Plants have always been a rich source of bioactive compounds... flavonoids, morphine and cocaine. Many ... CHAPTER 1

Background of Study
Plants have always been a rich source of bioactive compounds such as alkaloids,
flavonoids, morphine and cocaine. Many of these compounds are useful drugs in
themselves. The compounds isolated from the plants are known as natural products. A
natural product is a chemical compound or substance produced by living organisms
which are found freely in nature, with a pharmacological or biological function for use
in pharmaceutical drug discovery and design. These small molecules provide the basis of
drug discovery. Recently, investigation into pharmaceutical compounds from natural
products of plants has gained much attention.
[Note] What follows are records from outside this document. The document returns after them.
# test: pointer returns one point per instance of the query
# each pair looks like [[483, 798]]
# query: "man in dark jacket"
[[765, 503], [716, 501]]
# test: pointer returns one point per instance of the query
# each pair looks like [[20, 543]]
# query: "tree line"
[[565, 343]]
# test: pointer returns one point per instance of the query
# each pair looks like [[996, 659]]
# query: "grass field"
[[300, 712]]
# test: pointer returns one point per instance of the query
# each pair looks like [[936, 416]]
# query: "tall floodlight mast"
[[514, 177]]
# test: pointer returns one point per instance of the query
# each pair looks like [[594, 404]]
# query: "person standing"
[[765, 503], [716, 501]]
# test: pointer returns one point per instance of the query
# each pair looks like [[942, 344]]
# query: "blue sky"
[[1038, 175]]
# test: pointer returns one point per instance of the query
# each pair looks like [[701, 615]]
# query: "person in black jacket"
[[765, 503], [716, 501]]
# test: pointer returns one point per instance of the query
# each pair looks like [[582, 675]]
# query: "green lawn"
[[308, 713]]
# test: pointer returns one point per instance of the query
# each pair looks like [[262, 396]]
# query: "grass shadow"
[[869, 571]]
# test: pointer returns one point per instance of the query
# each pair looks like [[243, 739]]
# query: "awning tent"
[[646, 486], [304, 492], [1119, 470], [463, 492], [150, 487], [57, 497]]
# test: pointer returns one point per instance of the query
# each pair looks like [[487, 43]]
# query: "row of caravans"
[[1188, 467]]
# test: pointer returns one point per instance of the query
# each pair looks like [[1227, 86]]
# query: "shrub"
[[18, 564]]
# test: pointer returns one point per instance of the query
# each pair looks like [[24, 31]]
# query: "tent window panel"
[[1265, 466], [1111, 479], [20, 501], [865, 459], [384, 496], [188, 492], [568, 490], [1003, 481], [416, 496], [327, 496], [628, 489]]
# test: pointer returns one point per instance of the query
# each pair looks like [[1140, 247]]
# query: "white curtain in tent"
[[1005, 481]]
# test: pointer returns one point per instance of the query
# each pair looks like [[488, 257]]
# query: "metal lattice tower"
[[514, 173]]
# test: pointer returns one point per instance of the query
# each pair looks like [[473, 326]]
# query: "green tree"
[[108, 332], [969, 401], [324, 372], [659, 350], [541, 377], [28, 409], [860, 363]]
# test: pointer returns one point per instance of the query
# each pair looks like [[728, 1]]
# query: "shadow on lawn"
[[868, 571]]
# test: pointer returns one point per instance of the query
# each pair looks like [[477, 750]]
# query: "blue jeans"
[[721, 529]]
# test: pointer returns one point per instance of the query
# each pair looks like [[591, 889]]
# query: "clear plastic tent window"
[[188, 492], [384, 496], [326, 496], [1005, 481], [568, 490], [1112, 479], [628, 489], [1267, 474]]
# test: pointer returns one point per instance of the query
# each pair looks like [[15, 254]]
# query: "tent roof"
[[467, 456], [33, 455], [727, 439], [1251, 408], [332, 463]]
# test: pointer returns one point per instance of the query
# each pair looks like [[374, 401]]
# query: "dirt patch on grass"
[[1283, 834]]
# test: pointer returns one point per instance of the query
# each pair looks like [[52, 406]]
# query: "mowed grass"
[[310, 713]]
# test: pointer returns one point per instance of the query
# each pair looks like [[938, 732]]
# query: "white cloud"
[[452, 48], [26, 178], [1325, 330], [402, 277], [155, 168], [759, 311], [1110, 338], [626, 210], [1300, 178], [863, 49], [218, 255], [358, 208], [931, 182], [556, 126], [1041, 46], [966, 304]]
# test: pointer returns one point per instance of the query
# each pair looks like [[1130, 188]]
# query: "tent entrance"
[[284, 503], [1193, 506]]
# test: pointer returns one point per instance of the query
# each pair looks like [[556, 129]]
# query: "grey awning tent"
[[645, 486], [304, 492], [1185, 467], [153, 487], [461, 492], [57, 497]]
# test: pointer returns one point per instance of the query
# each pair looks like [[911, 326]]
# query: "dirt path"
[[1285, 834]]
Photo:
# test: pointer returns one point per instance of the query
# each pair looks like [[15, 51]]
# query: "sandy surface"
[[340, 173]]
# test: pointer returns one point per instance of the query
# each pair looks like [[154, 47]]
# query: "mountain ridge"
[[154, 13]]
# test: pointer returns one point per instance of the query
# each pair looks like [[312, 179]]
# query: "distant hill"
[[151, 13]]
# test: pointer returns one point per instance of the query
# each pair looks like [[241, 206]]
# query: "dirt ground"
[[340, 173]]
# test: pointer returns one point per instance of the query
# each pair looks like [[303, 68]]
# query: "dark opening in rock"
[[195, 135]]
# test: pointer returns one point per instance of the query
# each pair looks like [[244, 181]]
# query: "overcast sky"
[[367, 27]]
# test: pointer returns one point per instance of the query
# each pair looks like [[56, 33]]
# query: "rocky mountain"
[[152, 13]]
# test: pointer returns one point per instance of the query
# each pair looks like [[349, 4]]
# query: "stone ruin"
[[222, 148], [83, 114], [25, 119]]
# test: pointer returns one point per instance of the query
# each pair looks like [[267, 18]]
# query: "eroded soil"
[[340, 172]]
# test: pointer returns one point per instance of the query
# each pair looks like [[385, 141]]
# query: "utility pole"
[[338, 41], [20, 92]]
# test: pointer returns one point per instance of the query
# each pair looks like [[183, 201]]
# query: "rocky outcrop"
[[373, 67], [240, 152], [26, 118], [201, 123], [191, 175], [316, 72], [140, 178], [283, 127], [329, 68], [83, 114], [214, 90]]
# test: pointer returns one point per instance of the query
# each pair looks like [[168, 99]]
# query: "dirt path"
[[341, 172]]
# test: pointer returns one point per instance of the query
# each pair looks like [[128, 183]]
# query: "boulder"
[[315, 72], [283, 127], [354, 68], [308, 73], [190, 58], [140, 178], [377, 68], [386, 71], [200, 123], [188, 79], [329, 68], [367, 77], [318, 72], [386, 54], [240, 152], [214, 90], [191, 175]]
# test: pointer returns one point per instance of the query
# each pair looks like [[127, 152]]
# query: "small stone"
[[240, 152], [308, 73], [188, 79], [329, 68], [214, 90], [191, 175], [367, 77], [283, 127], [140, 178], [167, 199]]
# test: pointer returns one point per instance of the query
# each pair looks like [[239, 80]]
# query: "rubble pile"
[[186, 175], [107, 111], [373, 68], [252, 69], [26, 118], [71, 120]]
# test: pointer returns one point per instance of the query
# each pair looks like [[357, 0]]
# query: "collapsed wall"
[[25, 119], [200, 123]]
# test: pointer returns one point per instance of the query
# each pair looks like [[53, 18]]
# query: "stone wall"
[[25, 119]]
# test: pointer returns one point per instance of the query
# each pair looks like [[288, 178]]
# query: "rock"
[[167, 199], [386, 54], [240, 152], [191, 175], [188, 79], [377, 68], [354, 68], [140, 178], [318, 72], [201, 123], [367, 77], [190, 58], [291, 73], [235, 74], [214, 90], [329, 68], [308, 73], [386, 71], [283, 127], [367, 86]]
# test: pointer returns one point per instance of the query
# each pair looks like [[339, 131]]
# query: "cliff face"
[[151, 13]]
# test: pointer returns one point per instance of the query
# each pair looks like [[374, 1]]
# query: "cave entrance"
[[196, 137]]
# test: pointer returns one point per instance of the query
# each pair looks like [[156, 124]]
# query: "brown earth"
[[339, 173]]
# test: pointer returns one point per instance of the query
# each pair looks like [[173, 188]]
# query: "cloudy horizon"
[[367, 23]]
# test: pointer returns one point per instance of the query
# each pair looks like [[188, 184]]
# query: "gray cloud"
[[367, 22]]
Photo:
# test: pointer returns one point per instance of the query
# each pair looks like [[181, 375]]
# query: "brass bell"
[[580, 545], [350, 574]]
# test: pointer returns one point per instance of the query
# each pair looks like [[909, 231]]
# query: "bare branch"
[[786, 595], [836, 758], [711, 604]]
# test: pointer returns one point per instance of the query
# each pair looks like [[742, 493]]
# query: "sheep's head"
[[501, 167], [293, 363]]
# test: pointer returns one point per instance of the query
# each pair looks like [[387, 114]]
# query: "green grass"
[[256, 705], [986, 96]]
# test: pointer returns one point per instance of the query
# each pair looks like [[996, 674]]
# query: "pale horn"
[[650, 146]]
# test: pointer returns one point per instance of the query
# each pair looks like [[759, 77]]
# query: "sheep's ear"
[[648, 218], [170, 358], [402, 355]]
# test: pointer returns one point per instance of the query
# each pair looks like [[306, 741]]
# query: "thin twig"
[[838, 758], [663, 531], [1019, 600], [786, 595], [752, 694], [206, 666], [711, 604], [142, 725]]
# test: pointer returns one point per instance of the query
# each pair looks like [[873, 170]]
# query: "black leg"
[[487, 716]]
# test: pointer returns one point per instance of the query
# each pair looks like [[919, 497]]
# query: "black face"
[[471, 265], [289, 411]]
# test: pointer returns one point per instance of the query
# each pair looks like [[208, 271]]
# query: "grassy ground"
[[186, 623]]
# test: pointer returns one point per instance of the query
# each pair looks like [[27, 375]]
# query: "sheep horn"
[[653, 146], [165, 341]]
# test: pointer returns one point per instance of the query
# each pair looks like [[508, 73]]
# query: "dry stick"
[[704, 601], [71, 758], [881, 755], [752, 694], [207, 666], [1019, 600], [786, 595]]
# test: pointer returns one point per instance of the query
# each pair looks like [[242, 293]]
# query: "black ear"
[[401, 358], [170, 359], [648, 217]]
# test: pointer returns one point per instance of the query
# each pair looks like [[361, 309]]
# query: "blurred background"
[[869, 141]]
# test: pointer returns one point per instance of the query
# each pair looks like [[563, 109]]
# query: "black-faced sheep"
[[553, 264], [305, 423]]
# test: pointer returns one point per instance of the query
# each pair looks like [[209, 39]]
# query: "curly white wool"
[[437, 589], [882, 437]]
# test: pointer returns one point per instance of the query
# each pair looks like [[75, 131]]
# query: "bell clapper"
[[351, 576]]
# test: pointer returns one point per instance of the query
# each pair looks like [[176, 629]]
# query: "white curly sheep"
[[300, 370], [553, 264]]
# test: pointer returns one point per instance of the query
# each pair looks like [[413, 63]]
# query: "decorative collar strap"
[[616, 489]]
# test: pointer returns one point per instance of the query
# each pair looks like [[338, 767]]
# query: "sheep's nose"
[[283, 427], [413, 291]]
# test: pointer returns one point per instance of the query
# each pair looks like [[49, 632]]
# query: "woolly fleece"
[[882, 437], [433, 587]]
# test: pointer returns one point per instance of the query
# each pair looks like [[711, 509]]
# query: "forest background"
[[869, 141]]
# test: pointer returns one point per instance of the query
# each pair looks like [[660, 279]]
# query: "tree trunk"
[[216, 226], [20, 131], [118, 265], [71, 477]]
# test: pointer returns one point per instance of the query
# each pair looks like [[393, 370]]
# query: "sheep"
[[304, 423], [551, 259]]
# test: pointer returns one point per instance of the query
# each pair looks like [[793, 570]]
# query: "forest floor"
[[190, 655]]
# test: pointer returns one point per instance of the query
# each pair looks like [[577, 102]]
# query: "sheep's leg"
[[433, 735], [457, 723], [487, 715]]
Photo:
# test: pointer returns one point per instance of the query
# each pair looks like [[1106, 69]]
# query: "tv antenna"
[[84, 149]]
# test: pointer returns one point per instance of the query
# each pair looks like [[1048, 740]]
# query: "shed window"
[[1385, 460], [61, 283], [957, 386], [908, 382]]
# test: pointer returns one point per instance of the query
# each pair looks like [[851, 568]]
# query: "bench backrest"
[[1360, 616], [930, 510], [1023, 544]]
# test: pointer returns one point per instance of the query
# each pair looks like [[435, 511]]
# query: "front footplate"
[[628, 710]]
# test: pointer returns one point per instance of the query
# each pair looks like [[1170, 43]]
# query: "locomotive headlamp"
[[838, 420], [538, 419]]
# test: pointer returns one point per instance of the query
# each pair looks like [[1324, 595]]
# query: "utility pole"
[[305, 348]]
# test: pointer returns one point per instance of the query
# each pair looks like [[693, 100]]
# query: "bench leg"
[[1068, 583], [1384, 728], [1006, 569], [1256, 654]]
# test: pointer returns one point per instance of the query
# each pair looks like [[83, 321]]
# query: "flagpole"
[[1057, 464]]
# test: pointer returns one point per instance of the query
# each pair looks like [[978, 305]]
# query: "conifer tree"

Bioactive compounds are usually isolated from plants by a variety of extraction
procedures. The most common extraction methods applied in natural product chemistry
are Soxhlet extraction and meselation process. Thin layer chromatography is used for
qualitative analysis and the collected compounds will be identified and their structure
elucidated by various spectroscopic techniques. Isolation of compounds from plants‘
extracts could be achieved using these procedures, however a long period of time is
required to collect the pure isolates.
High performance liquid chromatography (HPLC) was introduced to overcome
this problem. HPLC is a chromatographic technique which is used to separate a mixture
of compounds in analytical chemistry and biochemistry for identifying, quantifying and
purifying the individual components of the mixture. Nowadays, HPLC is extensively
used for natural products analysis. It is an important tool for the analysis of
pharmaceutical drugs, for drug monitoring and for quality assurance. This
chromatographic technique is of two types viz analytical and preparative HPLC.
Analytical chromatography is used to determine the existence and also the concentration
of analytes in a sample while preparative chromatography is used to purify sufficient
quantities of a substance for further use in the chemical and pharmaceutical industry, as
well as in biotechnology and biochemistry. Preparative HPLC is an advanced technique
which does not require traditional purification methods such as distillation,
crystallization or extraction process. By applying preparative HPLC analysis in natural
product chemistry, pure compounds from plant species was successfully isolated in a
shorter time as against the use of the conventional natural product isolation methods.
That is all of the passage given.